Social Security’s Shrinking Footprint

The Social Security Administration is shrinking—though, as more and more baby boomers arrive at the age of SSA entitlements, the demands on it are growing.

A report issued late in August by the Government Accountability Office (GAO) documents that the Social Security Administration (SSA) has reduced its physical footprint—that is, the total square footage of its facilities—by about 5 percent, or 1.4 million square feet, in the fiscal years from 2012 to 2016. This reduction is in keeping with several ongoing mandates that the federal government reduce its physical holdings generally, among them the Freeze the Footprint (2012) and Reduce the Footprint (2015) policies.

However, these reductions may come at some cost to efficiency: The GAO report adds that in-person contacts by clients for services remain about the same as they were 10 years ago, about 43 million per year, and in any event the SSA has not developed a coherent overall plan that gives the agency tools to measure demand for services and evaluate how best to accommodate it, including by shifting some of its services online. Lacking such measurements and a stated set of program performance goals, the SSA may be missing out on opportunities both to improve services and to reduce its footprint even further.

The SSA is significant for many reasons, not least the fact that it is one of the largest civilian federal agencies and has one of the government’s largest footprints overall, with more than 1,550 facilities operational nationwide. Drawing on data and documents over a 10-year span, from 2006 to 2016, the GAO report describes trends in the agency’s footprint and service delivery model and evaluates the steps it has taken and should further take in order to lessen its footprint and improve its online presence.

SSA has three major benefit programs: Old Age and Survivors Insurance, Disability Insurance, and Supplemental Security Income. Applicants for these programs often come in person to an SSA field office to discuss with staff matters such as eligibility requirements and to review benefits. Some of this in-person work has been relieved by telephone calls, and almost all of the agency’s key services, from applying for retirement benefits to obtaining a replacement Social Security card, are now available online, if not always easily for those constituents who are uncomfortable with computer technology and digital interfaces.

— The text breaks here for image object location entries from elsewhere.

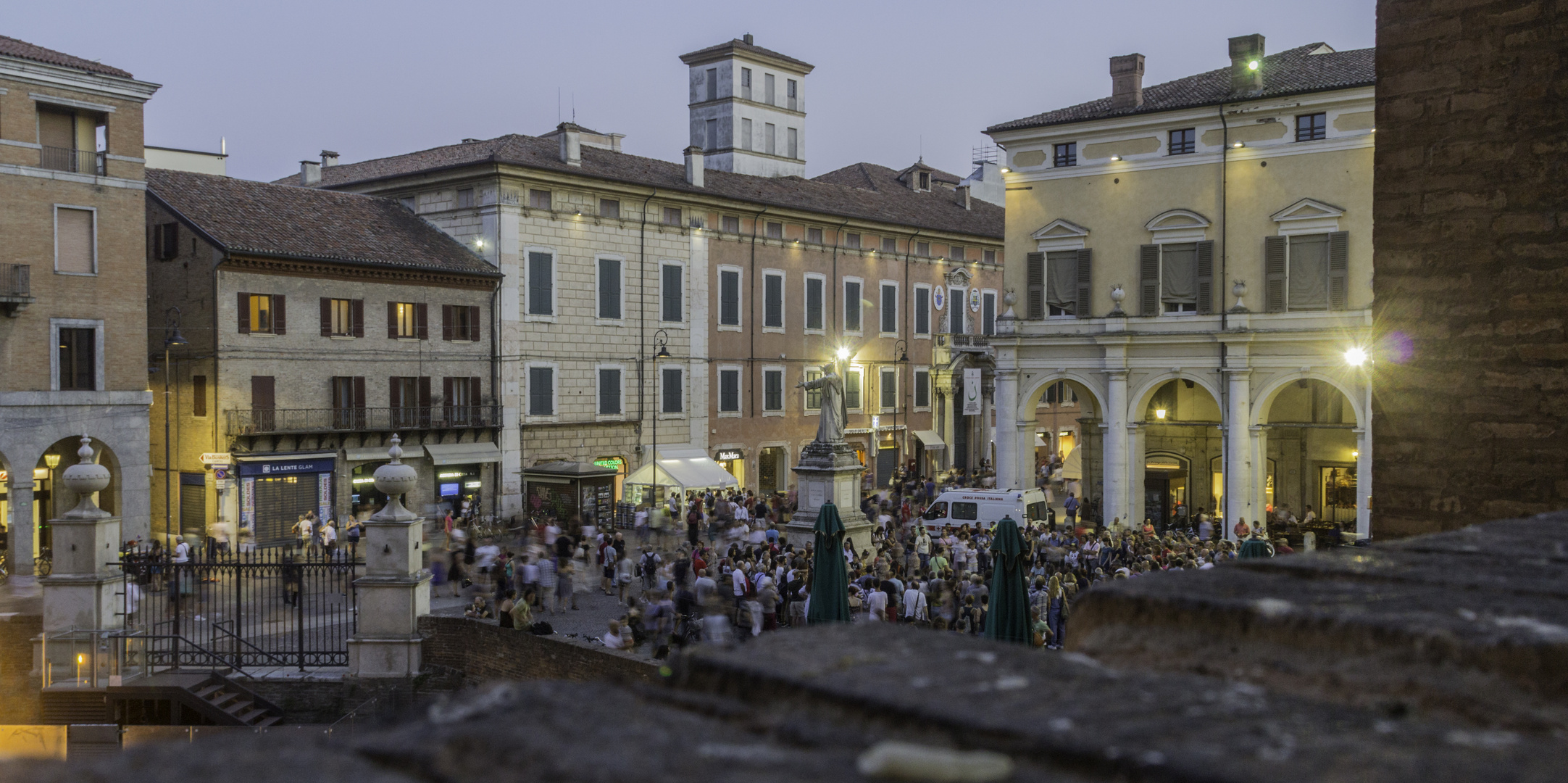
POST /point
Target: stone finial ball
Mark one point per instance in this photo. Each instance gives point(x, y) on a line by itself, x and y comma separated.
point(87, 476)
point(396, 478)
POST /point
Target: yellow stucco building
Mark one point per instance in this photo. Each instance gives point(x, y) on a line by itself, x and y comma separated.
point(1196, 286)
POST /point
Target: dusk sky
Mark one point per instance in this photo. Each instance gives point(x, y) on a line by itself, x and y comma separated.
point(285, 79)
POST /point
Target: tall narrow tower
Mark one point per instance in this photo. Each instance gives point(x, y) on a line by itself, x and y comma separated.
point(748, 109)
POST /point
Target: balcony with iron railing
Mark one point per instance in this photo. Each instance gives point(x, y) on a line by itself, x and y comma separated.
point(74, 160)
point(16, 288)
point(301, 421)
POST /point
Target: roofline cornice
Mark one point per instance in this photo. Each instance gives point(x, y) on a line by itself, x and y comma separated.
point(1117, 120)
point(66, 78)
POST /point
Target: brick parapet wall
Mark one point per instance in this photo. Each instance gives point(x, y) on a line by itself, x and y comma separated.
point(1471, 254)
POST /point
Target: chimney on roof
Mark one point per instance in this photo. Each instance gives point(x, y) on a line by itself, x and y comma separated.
point(571, 144)
point(1126, 82)
point(693, 165)
point(1247, 63)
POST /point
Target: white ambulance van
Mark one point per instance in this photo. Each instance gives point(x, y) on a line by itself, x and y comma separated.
point(980, 509)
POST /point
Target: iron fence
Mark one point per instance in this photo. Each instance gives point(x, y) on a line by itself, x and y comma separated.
point(75, 160)
point(261, 421)
point(267, 608)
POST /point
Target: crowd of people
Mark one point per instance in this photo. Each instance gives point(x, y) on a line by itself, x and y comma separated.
point(720, 567)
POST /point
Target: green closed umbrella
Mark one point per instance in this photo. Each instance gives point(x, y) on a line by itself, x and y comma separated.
point(830, 581)
point(1009, 617)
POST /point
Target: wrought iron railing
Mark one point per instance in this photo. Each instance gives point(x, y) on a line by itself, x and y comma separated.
point(16, 280)
point(75, 160)
point(265, 421)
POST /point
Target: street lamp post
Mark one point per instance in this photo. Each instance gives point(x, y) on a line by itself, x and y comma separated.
point(902, 349)
point(661, 341)
point(173, 327)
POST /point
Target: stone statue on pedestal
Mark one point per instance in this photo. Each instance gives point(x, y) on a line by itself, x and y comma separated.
point(830, 423)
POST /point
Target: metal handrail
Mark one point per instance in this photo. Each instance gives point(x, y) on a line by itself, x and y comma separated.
point(262, 421)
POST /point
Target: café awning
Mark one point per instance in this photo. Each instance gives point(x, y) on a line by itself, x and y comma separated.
point(685, 468)
point(463, 452)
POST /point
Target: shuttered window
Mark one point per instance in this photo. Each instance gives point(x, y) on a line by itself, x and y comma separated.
point(773, 302)
point(728, 297)
point(609, 392)
point(74, 253)
point(672, 389)
point(772, 389)
point(541, 392)
point(672, 294)
point(814, 303)
point(852, 304)
point(890, 310)
point(541, 284)
point(609, 288)
point(730, 392)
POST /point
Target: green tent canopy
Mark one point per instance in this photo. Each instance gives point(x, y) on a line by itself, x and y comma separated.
point(1009, 617)
point(830, 581)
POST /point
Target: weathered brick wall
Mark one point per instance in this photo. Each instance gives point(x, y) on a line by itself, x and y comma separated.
point(488, 652)
point(17, 692)
point(1471, 262)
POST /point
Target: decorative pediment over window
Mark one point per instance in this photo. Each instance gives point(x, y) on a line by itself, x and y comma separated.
point(1178, 225)
point(1308, 217)
point(1060, 228)
point(1060, 234)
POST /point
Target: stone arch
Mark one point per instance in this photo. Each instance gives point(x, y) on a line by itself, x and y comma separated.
point(1030, 397)
point(1137, 399)
point(1264, 397)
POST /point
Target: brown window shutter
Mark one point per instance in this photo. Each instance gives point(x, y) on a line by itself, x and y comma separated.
point(1338, 270)
point(1206, 277)
point(262, 393)
point(1148, 280)
point(1035, 262)
point(1085, 291)
point(1274, 273)
point(424, 400)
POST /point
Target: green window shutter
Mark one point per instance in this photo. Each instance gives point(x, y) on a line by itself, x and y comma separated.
point(1274, 273)
point(1148, 280)
point(1035, 262)
point(1338, 270)
point(1206, 277)
point(1085, 265)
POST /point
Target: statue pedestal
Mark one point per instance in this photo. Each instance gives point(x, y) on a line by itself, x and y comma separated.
point(828, 473)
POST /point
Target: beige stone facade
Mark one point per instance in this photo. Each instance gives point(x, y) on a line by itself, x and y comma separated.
point(71, 272)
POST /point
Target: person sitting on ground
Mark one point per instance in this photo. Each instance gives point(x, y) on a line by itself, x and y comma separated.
point(479, 609)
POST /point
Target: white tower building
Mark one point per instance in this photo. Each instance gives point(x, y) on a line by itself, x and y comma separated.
point(748, 109)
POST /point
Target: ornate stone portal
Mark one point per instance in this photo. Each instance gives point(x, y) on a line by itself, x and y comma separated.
point(828, 471)
point(394, 594)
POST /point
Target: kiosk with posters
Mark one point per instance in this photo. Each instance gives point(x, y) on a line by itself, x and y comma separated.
point(276, 490)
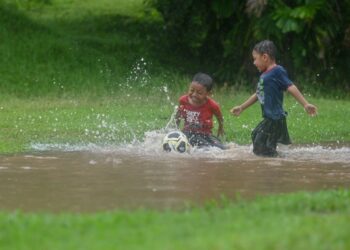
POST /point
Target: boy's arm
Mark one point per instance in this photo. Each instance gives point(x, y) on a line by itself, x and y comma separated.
point(309, 108)
point(239, 109)
point(221, 125)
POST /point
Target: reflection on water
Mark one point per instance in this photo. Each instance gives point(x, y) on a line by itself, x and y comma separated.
point(91, 178)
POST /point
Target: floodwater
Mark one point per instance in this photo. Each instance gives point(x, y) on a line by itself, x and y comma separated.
point(90, 178)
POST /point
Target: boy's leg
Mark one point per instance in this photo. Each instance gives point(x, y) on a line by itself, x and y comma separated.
point(216, 142)
point(264, 143)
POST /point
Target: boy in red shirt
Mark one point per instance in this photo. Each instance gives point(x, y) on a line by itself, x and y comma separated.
point(197, 110)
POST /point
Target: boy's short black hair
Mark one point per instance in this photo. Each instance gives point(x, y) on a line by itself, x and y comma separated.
point(204, 79)
point(266, 47)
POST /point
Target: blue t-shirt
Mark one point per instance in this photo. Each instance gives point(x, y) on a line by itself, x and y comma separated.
point(270, 90)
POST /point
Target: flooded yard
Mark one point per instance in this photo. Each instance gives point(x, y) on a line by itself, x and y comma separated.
point(91, 178)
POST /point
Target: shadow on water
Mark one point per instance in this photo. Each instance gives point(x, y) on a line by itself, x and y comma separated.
point(89, 178)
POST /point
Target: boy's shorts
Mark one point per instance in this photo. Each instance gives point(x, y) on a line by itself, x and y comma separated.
point(267, 134)
point(204, 140)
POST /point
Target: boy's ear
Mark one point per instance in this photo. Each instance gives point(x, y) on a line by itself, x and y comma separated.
point(265, 56)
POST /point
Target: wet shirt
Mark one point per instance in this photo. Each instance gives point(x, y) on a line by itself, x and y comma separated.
point(270, 90)
point(198, 119)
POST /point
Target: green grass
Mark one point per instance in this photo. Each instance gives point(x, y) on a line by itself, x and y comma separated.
point(295, 221)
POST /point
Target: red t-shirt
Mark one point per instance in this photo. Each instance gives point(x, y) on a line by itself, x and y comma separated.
point(198, 119)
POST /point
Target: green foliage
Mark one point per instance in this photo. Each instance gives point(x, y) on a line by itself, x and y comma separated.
point(312, 35)
point(303, 220)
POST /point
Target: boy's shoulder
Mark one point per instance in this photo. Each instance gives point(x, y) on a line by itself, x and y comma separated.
point(183, 99)
point(212, 102)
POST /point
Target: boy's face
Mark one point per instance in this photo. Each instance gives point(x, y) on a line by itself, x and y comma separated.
point(197, 94)
point(260, 61)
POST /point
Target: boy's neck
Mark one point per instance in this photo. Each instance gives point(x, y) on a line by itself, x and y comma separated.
point(270, 66)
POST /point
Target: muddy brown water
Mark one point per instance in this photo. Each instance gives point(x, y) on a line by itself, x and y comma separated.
point(90, 179)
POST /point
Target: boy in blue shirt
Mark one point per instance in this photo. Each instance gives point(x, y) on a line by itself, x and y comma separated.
point(272, 83)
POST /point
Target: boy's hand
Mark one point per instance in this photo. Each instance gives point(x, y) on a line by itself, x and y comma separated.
point(310, 109)
point(236, 110)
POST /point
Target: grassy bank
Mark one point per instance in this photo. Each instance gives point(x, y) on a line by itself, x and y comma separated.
point(296, 221)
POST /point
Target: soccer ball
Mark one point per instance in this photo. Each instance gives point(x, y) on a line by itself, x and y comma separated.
point(176, 141)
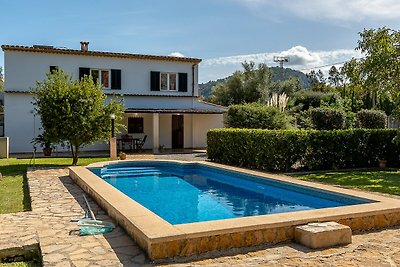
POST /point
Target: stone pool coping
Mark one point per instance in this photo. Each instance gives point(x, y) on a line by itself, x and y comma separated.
point(160, 239)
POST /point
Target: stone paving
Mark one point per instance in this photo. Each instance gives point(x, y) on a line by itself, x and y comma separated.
point(56, 199)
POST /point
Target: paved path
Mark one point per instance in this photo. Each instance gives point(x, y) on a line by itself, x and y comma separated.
point(56, 199)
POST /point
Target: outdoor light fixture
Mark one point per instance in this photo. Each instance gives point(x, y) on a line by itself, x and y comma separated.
point(112, 124)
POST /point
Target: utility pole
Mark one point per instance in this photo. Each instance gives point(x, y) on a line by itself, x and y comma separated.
point(281, 60)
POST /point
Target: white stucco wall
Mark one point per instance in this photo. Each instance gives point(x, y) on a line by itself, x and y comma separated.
point(23, 69)
point(201, 124)
point(19, 122)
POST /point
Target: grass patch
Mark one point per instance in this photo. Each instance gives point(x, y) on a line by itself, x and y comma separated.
point(14, 192)
point(378, 181)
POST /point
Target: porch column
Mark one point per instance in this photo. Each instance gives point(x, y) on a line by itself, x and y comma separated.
point(156, 132)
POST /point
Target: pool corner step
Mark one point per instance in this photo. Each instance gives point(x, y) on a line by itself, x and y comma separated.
point(323, 234)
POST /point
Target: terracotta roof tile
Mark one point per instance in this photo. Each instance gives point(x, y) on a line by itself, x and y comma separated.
point(54, 50)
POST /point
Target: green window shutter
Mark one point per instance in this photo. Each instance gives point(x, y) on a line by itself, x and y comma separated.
point(182, 82)
point(53, 68)
point(83, 72)
point(155, 81)
point(115, 79)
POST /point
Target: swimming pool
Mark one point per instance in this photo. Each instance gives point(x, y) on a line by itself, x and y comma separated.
point(244, 222)
point(194, 193)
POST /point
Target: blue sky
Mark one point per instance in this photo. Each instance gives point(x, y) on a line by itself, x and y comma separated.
point(221, 32)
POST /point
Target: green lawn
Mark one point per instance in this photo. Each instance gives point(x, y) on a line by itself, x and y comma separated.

Current federal policies require that the SSA reduce its leased and owned space, although about half of that space was determined, on review by the Office of Management and Budget (OMB) and General Services Administration (GSA), to be “public-facing,” that is, serving public needs in person, and therefore exempt from those reduction-targeting requirements; the target for FY 2016 was therefore reduced from 260,000 to 120,000 square feet. Overall, the report suggests, the agency has more than met its goals, reducing the size of offices, disposing of or vacating more than 80 properties, moving from leased office and warehouse facilities into ones owned by the federal government, and, in some pilot programs, co-locating with other agencies such as the Internal Revenue Service. Even so, agency physical plant costs remained about the same until last year, when, for instance, the cost of leasing space fell by 3 percent over 2012.

Even as online services provided by the agency grow, the number of in-person office visits has not declined during this period. The GAO report offers an explanation: the raw number may not have fallen, but given that the overall U.S. population has grown by 7 percent and the demand for SSA services by more than 20 percent since 2009, that the number of those visits has not grown suggests that the online presence has been a relief valve of sorts. What remains for the SSA, the report adds, is to develop better means to consistently evaluate these services and develop performance goals.

The GAO report makes five recommendations for executive action, including developing a long-term facility plan that sets explicit, measurable goals for service delivery; setting a plan for field office physical space that reflects the fact that demand for SSA services will grow, not shrink, in the near future; and make better use of technology for “alternative customer services approaches”—including ways to encourage technology-shy or technophobic older citizens to make fuller use of online services. The report suggests that beneficial effects will follow: For example, greater use of online forms means less physical space required for filing cabinets in which to store documents, once a major consideration in space planning and office design.

SSA has endorsed each of the GAO’s five recommendations. The question is when and how it will act on them. Those actions will impact the federal leasing market substantially, especially as more GSA leases are devoted to Social Security than any other agency.